# Lab 01 - Machine Learning
**Course:** BS(AI) - F23 | **Semester:** 5th  
**Lab Coordinator:** Ms. Sana Saleem  
**Course Instructor:** Dr. Abid Ali  
**Deadline:** 12th September 2025

## Dataset: Titanic Survival Prediction
This dataset contains information about passengers on the Titanic, including missing values that we'll handle through preprocessing.


## Task 1: Import Required Libraries and Load Dataset


In [None]:
import pandas as pd
import numpy as np
import matplotlib.pyplot as plt
import seaborn as sns
from sklearn.model_selection import train_test_split
from sklearn.linear_model import LinearRegression
from sklearn.metrics import mean_squared_error, r2_score, mean_absolute_error
from sklearn.preprocessing import LabelEncoder
import warnings
warnings.filterwarnings('ignore')

# Set style for better plots
plt.style.use('seaborn-v0_8')
sns.set_palette("husl")


In [None]:
# Load the Titanic dataset
# We'll use a URL to load the dataset directly
url = 'https://raw.githubusercontent.com/datasciencedojo/datasets/master/titanic.csv'
df = pd.read_csv(url)

print("Dataset loaded successfully!")
print(f"Dataset shape: {df.shape}")
df.head()


## Task 2: Dataset Exploration and Information


In [None]:
# Basic dataset information
print("=== DATASET INFORMATION ===")
print(f"Shape: {df.shape}")
print(f"\nColumns: {list(df.columns)}")
print(f"\nData types:")
print(df.dtypes)

print("\n=== MISSING VALUES ===")
missing_values = df.isnull().sum()
missing_percentage = (missing_values / len(df)) * 100
missing_df = pd.DataFrame({
    'Missing Count': missing_values,
    'Missing Percentage': missing_percentage
})
print(missing_df[missing_df['Missing Count'] > 0])


In [None]:
# Statistical summary
print("=== STATISTICAL SUMMARY ===")
df.describe()


## Task 3: Data Preprocessing


In [None]:
# Create a copy for preprocessing
df_processed = df.copy()

print("=== PREPROCESSING STEPS ===")
print("1. Handling missing values...")

# Handle missing values in Age column (fill with median)
df_processed['Age'].fillna(df_processed['Age'].median(), inplace=True)
print(f"   - Age: Filled {df['Age'].isnull().sum()} missing values with median")

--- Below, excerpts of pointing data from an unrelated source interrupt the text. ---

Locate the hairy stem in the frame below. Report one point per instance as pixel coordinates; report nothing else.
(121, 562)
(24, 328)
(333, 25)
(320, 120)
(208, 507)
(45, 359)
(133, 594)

# Handle missing values in Embarked column (fill with mode)
df_processed['Embarked'].fillna(df_processed['Embarked'].mode()[0], inplace=True)
print(f"   - Embarked: Filled {df['Embarked'].isnull().sum()} missing values with mode")

# Handle missing values in Cabin column (fill with 'Unknown')
df_processed['Cabin'].fillna('Unknown', inplace=True)
print(f"   - Cabin: Filled {df['Cabin'].isnull().sum()} missing values with 'Unknown'")

# Drop PassengerId, Name, and Ticket as they're not useful for prediction
df_processed = df_processed.drop(['PassengerId', 'Name', 'Ticket'], axis=1)
print("   - Dropped PassengerId, Name, and Ticket columns")

print("\n2. Encoding categorical variables...")
# Encode categorical variables
le_sex = LabelEncoder()
le_embarked = LabelEncoder()
le_cabin = LabelEncoder()

df_processed['Sex'] = le_sex.fit_transform(df_processed['Sex'])
df_processed['Embarked'] = le_embarked.fit_transform(df_processed['Embarked'])
df_processed['Cabin'] = le_cabin.fit_transform(df_processed['Cabin'])

print("   - Encoded Sex, Embarked, and Cabin columns")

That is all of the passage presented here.